Death of a queen: Cléopâtre by Hector Berlioz
 
Hector Berlioz also knows how to set extreme states of mind to music effectively. His scène lyrique Cléopâtre for soprano and orchestra, plays a central role in the story and commemorates the last moments of the Egyptian queen before her suicide by snakebite with realistic precision. She recalls glory days and mourns the loss of her beauty and power. The work is a thriller and psychogram rolled into one. The orchestral introduction reflects the inner psychological conflict and sorrow of the protagonist. Her situation is extremely tragic. The mezzosoprano Stéphanie d’Oustrac, who is considered a specialist for the French repertoire, is returning to the Philharmonic after nearly 15 years to lend Cleopatra her voice. In her first recitative Cleopatra contemplates the hopeless situation. But she gives a terrible cry as the memory of Actium interrupts her thoughts. In a weakening voice she once again thinks of her lover Mark Antony, hoping to prove herself worthy of him through this end. The orchestra depicts the death spasms and increasingly faltering heartbeat of the greatest queen of antiquity. However Berlioz’s revolutionary potential and eccentric style, admittedly, still found little support among his contemporaries.
 
Death and deliverance in a seedy hotel: Béla Bartók’s Miraculous Mandarin
 
The Cologne premiere of Béla Bartók’s grotesque ballet pantomime The Miraculous Mandarin provoked a downright scandal in 1926. In this work, the Hungarian composer reflects the apocalyptic attitude towards life prevailing at the time – with an aggressive motoric impulse, an atonal harmonic language and an expressive, unsettling tonal language. The theme of forced prostitution could be scandalous if one did not understand the deeper philosophical meaning, namely the invocation of indestructible sexual drive.
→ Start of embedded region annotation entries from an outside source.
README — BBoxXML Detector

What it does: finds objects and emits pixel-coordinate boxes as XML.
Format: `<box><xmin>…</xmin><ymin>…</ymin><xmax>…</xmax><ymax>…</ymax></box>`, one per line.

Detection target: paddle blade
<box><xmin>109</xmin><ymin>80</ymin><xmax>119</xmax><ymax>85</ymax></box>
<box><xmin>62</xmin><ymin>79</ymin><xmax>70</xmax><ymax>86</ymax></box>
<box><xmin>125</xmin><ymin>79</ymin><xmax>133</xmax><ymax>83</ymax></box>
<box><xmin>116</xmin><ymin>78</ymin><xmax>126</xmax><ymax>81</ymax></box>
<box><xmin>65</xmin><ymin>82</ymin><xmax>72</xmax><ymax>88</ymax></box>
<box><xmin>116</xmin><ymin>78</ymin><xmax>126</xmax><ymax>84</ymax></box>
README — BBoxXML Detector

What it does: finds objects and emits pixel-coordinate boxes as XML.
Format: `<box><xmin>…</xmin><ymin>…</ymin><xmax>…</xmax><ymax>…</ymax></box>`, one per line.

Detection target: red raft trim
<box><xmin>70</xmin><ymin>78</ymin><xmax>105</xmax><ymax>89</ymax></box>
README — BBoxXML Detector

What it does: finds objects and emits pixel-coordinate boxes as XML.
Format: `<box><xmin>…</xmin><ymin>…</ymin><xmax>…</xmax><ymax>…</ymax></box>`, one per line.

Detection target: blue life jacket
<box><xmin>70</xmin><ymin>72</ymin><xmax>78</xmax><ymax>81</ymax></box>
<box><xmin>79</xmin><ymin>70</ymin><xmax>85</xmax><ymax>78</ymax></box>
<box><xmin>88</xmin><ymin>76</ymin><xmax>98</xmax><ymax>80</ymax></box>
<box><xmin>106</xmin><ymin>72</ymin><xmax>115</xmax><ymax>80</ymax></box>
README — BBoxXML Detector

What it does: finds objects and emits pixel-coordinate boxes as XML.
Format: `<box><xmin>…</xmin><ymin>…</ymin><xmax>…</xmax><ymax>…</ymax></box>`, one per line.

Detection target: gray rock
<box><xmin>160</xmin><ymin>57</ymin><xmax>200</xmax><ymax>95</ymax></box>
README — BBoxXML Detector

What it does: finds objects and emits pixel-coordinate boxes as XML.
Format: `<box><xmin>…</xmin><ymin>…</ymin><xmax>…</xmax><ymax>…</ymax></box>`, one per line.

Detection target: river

The ballet, from which Bartók compiled a concert version in suite form after the premiere, focuses on a young girl who is to be bartered away by unscrupulous pimps. The girl tries to overcome her fear and disgust with a dance, but then flees, terrified. After a wild chase, the exotic suitor overtakes the distraught girl. Bartók composed a concert version which met musical rather than dramatic requirements. He used only the first two-thirds of the stage version up to the chase, the chorus was omitted, and there was a new concert ending. Bartók thus dispensed with the moral point of the pantomime, the mystical idealization of love, which no one understood anyway.
 
So here are three moving stories, three gripping compositions and intense dramatic experiences!